Голос дрожал и самой ей показался тонким и каким-то жалким.
– Конечно. Кто в нашем городе не знает знаменитую Инессу Перцеву? Да еще в наших кругах. А что?
– Да нет, ничего, – уныло сказала Настя.
Все ее мечты о самостоятельности летели в тартарары. Какая же она была наивная дура, считая, что Ветлицкий взял ее на работу, плененный ее умом и сообразительностью. Надо было сразу догадаться, что без маминых связей не обошлось. Дура, вот ведь какая она дура. Нет, надо уезжать из города, чтобы не чувствовать на себе вечного клейма «дочери Инессы Перцевой».
– Так, – Ветлицкий наконец закончил чтение, снова повернулся к Насте, взял принесенные ею бумаги. – Давай посмотрим, что ты тут наваяла. Так, хорошо. Ага. Очень хорошо. М-м-м-м, просто великолепно. Поздравляю тебя, Настенька, ты прекрасно справилась с поставленной задачей. В этом деле есть девять зацепок, которые можно использовать в процессе, чтобы развалить обвинение. Ты нашла семь. Для первого раза просто отличный результат. Молодец.
– Как девять? – спросила сбитая с толку Настя. – Вы что, получается, уже сами сделали эту работу? А я зачем тогда сутки убила?

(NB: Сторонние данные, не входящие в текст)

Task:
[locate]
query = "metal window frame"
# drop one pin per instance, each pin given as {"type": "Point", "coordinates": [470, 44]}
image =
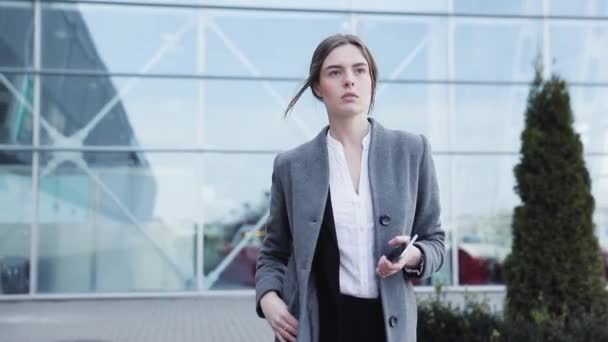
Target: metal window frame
{"type": "Point", "coordinates": [38, 72]}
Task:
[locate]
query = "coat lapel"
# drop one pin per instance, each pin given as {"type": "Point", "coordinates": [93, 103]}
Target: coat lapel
{"type": "Point", "coordinates": [311, 187]}
{"type": "Point", "coordinates": [382, 187]}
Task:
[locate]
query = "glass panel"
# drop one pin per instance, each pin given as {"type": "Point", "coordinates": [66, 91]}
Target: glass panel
{"type": "Point", "coordinates": [235, 48]}
{"type": "Point", "coordinates": [157, 39]}
{"type": "Point", "coordinates": [145, 112]}
{"type": "Point", "coordinates": [236, 193]}
{"type": "Point", "coordinates": [496, 50]}
{"type": "Point", "coordinates": [15, 221]}
{"type": "Point", "coordinates": [442, 168]}
{"type": "Point", "coordinates": [406, 47]}
{"type": "Point", "coordinates": [415, 108]}
{"type": "Point", "coordinates": [517, 7]}
{"type": "Point", "coordinates": [579, 50]}
{"type": "Point", "coordinates": [16, 34]}
{"type": "Point", "coordinates": [482, 207]}
{"type": "Point", "coordinates": [235, 204]}
{"type": "Point", "coordinates": [598, 171]}
{"type": "Point", "coordinates": [16, 109]}
{"type": "Point", "coordinates": [118, 222]}
{"type": "Point", "coordinates": [587, 8]}
{"type": "Point", "coordinates": [254, 121]}
{"type": "Point", "coordinates": [380, 5]}
{"type": "Point", "coordinates": [590, 108]}
{"type": "Point", "coordinates": [488, 118]}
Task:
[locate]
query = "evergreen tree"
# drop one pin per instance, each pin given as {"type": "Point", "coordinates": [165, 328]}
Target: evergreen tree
{"type": "Point", "coordinates": [554, 270]}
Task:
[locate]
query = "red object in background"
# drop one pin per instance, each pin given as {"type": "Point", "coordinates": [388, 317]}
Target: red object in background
{"type": "Point", "coordinates": [473, 267]}
{"type": "Point", "coordinates": [242, 269]}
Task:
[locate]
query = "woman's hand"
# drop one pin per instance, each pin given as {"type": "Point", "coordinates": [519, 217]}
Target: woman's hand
{"type": "Point", "coordinates": [411, 259]}
{"type": "Point", "coordinates": [284, 325]}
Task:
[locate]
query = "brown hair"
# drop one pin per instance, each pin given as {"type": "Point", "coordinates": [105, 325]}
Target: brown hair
{"type": "Point", "coordinates": [318, 57]}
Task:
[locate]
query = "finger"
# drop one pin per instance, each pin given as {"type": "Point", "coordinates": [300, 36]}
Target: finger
{"type": "Point", "coordinates": [289, 328]}
{"type": "Point", "coordinates": [287, 335]}
{"type": "Point", "coordinates": [292, 321]}
{"type": "Point", "coordinates": [279, 336]}
{"type": "Point", "coordinates": [399, 239]}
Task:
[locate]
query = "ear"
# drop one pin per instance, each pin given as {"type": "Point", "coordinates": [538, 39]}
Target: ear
{"type": "Point", "coordinates": [317, 90]}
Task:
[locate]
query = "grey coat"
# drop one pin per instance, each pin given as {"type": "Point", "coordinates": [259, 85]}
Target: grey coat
{"type": "Point", "coordinates": [405, 199]}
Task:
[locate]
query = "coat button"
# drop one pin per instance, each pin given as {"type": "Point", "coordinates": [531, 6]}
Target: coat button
{"type": "Point", "coordinates": [392, 321]}
{"type": "Point", "coordinates": [385, 220]}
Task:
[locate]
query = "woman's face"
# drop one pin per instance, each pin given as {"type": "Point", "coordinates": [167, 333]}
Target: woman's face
{"type": "Point", "coordinates": [345, 83]}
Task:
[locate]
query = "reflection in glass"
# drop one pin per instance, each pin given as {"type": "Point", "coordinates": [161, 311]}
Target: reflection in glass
{"type": "Point", "coordinates": [488, 118]}
{"type": "Point", "coordinates": [598, 172]}
{"type": "Point", "coordinates": [579, 49]}
{"type": "Point", "coordinates": [149, 112]}
{"type": "Point", "coordinates": [587, 8]}
{"type": "Point", "coordinates": [590, 120]}
{"type": "Point", "coordinates": [513, 7]}
{"type": "Point", "coordinates": [415, 108]}
{"type": "Point", "coordinates": [496, 50]}
{"type": "Point", "coordinates": [16, 34]}
{"type": "Point", "coordinates": [406, 47]}
{"type": "Point", "coordinates": [16, 109]}
{"type": "Point", "coordinates": [236, 195]}
{"type": "Point", "coordinates": [139, 40]}
{"type": "Point", "coordinates": [114, 222]}
{"type": "Point", "coordinates": [483, 202]}
{"type": "Point", "coordinates": [15, 221]}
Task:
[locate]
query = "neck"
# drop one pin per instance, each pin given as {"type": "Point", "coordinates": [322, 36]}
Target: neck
{"type": "Point", "coordinates": [349, 131]}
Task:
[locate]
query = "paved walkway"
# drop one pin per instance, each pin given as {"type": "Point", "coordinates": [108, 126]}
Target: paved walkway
{"type": "Point", "coordinates": [134, 320]}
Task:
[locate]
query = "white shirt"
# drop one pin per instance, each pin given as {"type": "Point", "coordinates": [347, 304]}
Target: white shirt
{"type": "Point", "coordinates": [354, 221]}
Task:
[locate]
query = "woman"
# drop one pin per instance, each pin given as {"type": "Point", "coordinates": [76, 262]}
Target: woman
{"type": "Point", "coordinates": [338, 203]}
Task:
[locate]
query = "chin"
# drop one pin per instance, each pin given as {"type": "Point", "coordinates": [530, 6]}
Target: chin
{"type": "Point", "coordinates": [349, 111]}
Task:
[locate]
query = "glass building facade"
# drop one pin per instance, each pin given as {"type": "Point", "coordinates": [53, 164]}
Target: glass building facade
{"type": "Point", "coordinates": [137, 137]}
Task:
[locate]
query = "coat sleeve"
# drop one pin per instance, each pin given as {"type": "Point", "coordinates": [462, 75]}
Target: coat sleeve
{"type": "Point", "coordinates": [276, 247]}
{"type": "Point", "coordinates": [427, 223]}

– Затем, чтобы потренироваться. – Ветлицкий отложил бумаги и смотрел на девушку с веселым изумлением. – Душа моя, или ты думала, что я реально возложу на тебя поиск обстоятельств, которые позволят конторе заработать три миллиона рублей? Конечно, я все проработал сам, а тебе поручил найти решение, чтобы ты могла потренироваться. Еще раз повторюсь, что справилась ты отлично. Вот, возьми мою таблицу, посмотри, какие два момента ты не заметила.
Настя схватила бумаги и опрометью выскочила в коридор. Ее душили слезы. И не расскажешь же никому. Только, пожалуй, Глашке.

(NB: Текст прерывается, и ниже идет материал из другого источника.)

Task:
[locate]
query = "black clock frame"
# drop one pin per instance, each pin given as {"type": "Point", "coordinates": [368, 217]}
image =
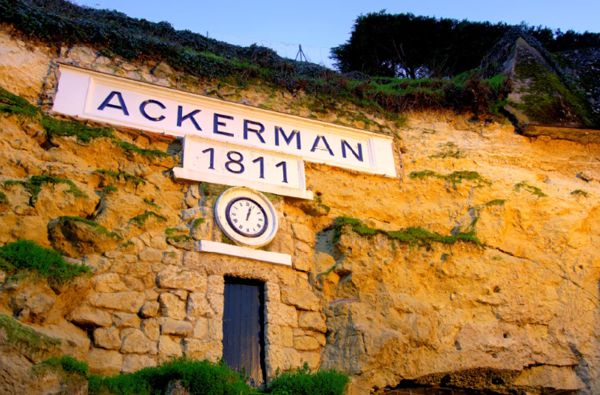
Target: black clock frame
{"type": "Point", "coordinates": [241, 232]}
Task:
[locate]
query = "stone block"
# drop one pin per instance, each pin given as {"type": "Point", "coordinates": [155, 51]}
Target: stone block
{"type": "Point", "coordinates": [135, 342]}
{"type": "Point", "coordinates": [135, 362]}
{"type": "Point", "coordinates": [104, 362]}
{"type": "Point", "coordinates": [123, 301]}
{"type": "Point", "coordinates": [302, 298]}
{"type": "Point", "coordinates": [171, 306]}
{"type": "Point", "coordinates": [282, 314]}
{"type": "Point", "coordinates": [197, 306]}
{"type": "Point", "coordinates": [86, 316]}
{"type": "Point", "coordinates": [188, 280]}
{"type": "Point", "coordinates": [126, 320]}
{"type": "Point", "coordinates": [150, 255]}
{"type": "Point", "coordinates": [312, 320]}
{"type": "Point", "coordinates": [175, 327]}
{"type": "Point", "coordinates": [108, 282]}
{"type": "Point", "coordinates": [201, 329]}
{"type": "Point", "coordinates": [107, 338]}
{"type": "Point", "coordinates": [168, 348]}
{"type": "Point", "coordinates": [150, 309]}
{"type": "Point", "coordinates": [151, 328]}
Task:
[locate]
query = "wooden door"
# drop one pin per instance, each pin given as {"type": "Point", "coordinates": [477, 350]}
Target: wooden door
{"type": "Point", "coordinates": [243, 328]}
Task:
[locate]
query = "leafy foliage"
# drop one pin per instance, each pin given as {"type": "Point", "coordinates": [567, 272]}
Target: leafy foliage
{"type": "Point", "coordinates": [25, 338]}
{"type": "Point", "coordinates": [28, 255]}
{"type": "Point", "coordinates": [198, 377]}
{"type": "Point", "coordinates": [303, 382]}
{"type": "Point", "coordinates": [412, 46]}
{"type": "Point", "coordinates": [34, 184]}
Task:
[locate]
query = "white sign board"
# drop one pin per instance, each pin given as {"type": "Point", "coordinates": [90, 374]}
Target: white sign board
{"type": "Point", "coordinates": [92, 95]}
{"type": "Point", "coordinates": [221, 163]}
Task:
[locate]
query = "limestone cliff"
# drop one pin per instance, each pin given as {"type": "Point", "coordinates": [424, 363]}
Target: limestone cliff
{"type": "Point", "coordinates": [476, 268]}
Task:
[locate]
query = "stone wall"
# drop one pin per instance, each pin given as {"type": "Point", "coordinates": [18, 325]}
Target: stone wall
{"type": "Point", "coordinates": [517, 311]}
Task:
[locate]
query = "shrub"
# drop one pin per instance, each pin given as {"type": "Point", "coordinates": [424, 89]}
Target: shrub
{"type": "Point", "coordinates": [302, 382]}
{"type": "Point", "coordinates": [28, 255]}
{"type": "Point", "coordinates": [198, 377]}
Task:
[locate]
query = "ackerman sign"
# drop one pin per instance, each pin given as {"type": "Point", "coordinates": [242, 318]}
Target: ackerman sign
{"type": "Point", "coordinates": [227, 142]}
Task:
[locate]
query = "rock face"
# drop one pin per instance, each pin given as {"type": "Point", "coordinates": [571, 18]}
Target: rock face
{"type": "Point", "coordinates": [511, 307]}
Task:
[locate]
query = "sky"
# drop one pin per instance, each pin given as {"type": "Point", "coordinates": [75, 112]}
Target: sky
{"type": "Point", "coordinates": [319, 25]}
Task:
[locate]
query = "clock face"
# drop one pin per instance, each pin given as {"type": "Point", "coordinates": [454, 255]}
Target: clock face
{"type": "Point", "coordinates": [246, 217]}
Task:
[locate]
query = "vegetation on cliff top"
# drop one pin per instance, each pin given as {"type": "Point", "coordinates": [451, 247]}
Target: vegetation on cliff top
{"type": "Point", "coordinates": [200, 377]}
{"type": "Point", "coordinates": [58, 23]}
{"type": "Point", "coordinates": [26, 255]}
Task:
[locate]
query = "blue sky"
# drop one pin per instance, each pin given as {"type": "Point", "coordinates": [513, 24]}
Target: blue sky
{"type": "Point", "coordinates": [320, 25]}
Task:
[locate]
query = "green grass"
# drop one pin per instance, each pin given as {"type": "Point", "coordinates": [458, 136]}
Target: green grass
{"type": "Point", "coordinates": [198, 377]}
{"type": "Point", "coordinates": [83, 132]}
{"type": "Point", "coordinates": [24, 338]}
{"type": "Point", "coordinates": [579, 192]}
{"type": "Point", "coordinates": [121, 176]}
{"type": "Point", "coordinates": [94, 225]}
{"type": "Point", "coordinates": [413, 236]}
{"type": "Point", "coordinates": [34, 185]}
{"type": "Point", "coordinates": [134, 149]}
{"type": "Point", "coordinates": [141, 219]}
{"type": "Point", "coordinates": [26, 255]}
{"type": "Point", "coordinates": [456, 177]}
{"type": "Point", "coordinates": [303, 382]}
{"type": "Point", "coordinates": [529, 188]}
{"type": "Point", "coordinates": [13, 104]}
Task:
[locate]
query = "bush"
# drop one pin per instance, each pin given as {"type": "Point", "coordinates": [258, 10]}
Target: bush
{"type": "Point", "coordinates": [302, 382]}
{"type": "Point", "coordinates": [198, 377]}
{"type": "Point", "coordinates": [28, 255]}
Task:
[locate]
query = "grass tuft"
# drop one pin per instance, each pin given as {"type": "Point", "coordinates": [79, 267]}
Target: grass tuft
{"type": "Point", "coordinates": [413, 236]}
{"type": "Point", "coordinates": [34, 184]}
{"type": "Point", "coordinates": [141, 219]}
{"type": "Point", "coordinates": [454, 178]}
{"type": "Point", "coordinates": [529, 188]}
{"type": "Point", "coordinates": [94, 225]}
{"type": "Point", "coordinates": [24, 338]}
{"type": "Point", "coordinates": [27, 255]}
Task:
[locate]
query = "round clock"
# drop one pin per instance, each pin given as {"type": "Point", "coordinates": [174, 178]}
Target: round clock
{"type": "Point", "coordinates": [246, 216]}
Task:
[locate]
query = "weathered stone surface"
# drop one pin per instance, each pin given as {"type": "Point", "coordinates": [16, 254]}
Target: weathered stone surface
{"type": "Point", "coordinates": [135, 362]}
{"type": "Point", "coordinates": [86, 315]}
{"type": "Point", "coordinates": [104, 361]}
{"type": "Point", "coordinates": [175, 327]}
{"type": "Point", "coordinates": [150, 309]}
{"type": "Point", "coordinates": [126, 320]}
{"type": "Point", "coordinates": [123, 301]}
{"type": "Point", "coordinates": [197, 306]}
{"type": "Point", "coordinates": [151, 328]}
{"type": "Point", "coordinates": [188, 280]}
{"type": "Point", "coordinates": [312, 320]}
{"type": "Point", "coordinates": [171, 306]}
{"type": "Point", "coordinates": [301, 297]}
{"type": "Point", "coordinates": [168, 348]}
{"type": "Point", "coordinates": [108, 338]}
{"type": "Point", "coordinates": [134, 341]}
{"type": "Point", "coordinates": [150, 255]}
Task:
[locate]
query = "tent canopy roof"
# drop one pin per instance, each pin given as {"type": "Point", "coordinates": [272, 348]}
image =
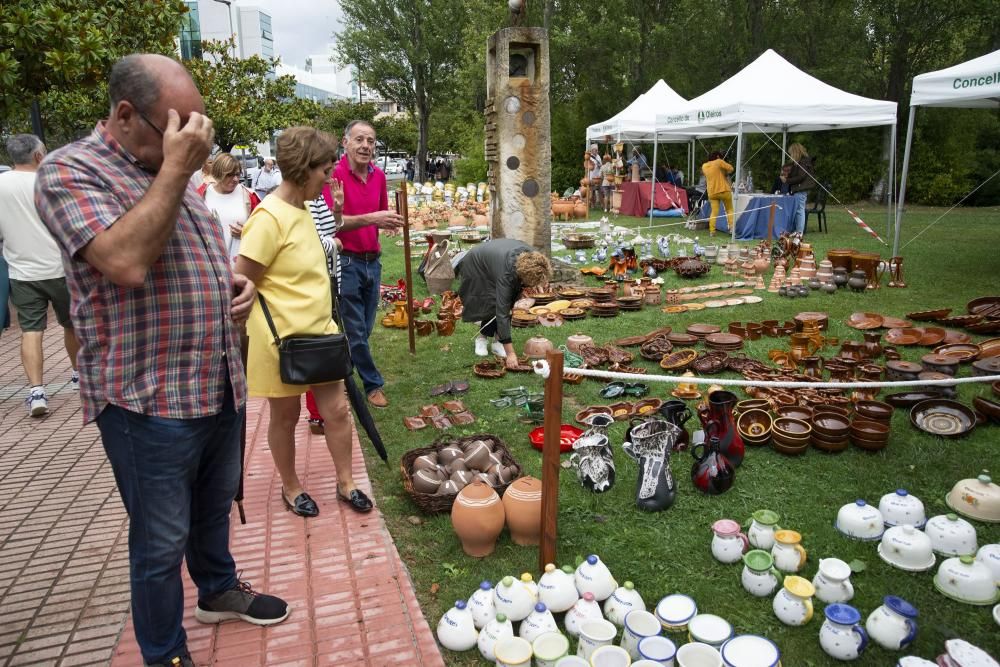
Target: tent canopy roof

Восемнадцатилетняя Аглая обладала удивительным качеством – умела слушать. Ее внимание было ненавязчивым, интерес искренним. Да, она позвонит Аглае Молчанской, встретится с ней где-нибудь неподалеку, да хотя бы в ресторане «Буррата», и выплачется всласть. Не маме же плакать. Та, мало того что не поймет, так еще и на смех поднимет. Нет, надо встретиться с Глашкой, и они вместе придумают, как Насте преодолеть свое «родовое проклятие».

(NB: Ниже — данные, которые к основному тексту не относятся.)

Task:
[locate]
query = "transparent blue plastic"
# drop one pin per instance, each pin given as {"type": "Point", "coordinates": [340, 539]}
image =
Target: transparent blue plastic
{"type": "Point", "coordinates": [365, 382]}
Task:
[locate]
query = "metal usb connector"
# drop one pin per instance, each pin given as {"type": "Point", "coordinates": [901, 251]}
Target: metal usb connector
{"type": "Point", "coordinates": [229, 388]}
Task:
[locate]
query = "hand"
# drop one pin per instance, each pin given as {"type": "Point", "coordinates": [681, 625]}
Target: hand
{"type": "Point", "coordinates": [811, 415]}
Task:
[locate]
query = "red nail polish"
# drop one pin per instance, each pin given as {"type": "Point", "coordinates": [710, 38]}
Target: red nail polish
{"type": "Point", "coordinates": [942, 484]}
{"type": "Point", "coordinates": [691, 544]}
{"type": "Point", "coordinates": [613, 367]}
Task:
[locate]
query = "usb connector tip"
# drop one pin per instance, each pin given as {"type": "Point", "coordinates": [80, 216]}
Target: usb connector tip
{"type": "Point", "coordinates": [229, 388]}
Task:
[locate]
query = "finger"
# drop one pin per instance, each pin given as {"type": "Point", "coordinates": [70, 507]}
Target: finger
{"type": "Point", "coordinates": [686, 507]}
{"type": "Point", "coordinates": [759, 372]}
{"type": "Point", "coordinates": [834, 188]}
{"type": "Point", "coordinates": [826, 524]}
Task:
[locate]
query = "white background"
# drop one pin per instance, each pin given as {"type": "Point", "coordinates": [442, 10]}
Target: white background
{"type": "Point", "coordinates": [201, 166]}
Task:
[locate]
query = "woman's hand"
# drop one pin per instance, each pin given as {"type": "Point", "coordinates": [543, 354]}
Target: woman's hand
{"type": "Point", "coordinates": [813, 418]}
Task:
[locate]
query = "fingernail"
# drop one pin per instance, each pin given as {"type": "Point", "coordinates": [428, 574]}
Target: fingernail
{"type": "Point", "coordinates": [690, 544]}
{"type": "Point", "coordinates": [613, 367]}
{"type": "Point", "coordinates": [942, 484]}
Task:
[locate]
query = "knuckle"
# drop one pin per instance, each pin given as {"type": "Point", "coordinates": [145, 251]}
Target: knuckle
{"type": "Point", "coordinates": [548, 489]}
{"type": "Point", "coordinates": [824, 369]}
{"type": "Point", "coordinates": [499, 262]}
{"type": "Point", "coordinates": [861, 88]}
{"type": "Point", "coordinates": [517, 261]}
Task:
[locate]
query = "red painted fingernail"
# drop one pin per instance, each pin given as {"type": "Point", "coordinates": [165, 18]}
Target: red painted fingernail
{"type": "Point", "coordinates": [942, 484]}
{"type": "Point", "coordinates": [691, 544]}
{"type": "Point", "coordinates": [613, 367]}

Подруга, заслышав Настин голос, в котором дрожали только что пролитые слезы, согласилась приехать без разговоров. Не прошло и получаса, как девушки заняли столик в углу ресторана «Буррата», где по причине рабочего дня народу было не так много. По крайней мере, поговорить спокойно другие посетители не мешали.
Выслушав Настин рассказ, несмотря на сильное волнение, не сбивчивый, а логичный и четкий (мама в таких случаях всегда говорила фразу «Штирлиц славится формализмом и логикой»), Аглая на пару минут задумалась. Несмотря на юный возраст, девицей она тоже была серьезной и обстоятельной.
– Ты должна сделать что-то такое, чтобы все, и в первую очередь твоя мама, поняли, что ты уже не ребенок, а человек, способный на серьезные поступки и решительные действия, – наконец изрекла она.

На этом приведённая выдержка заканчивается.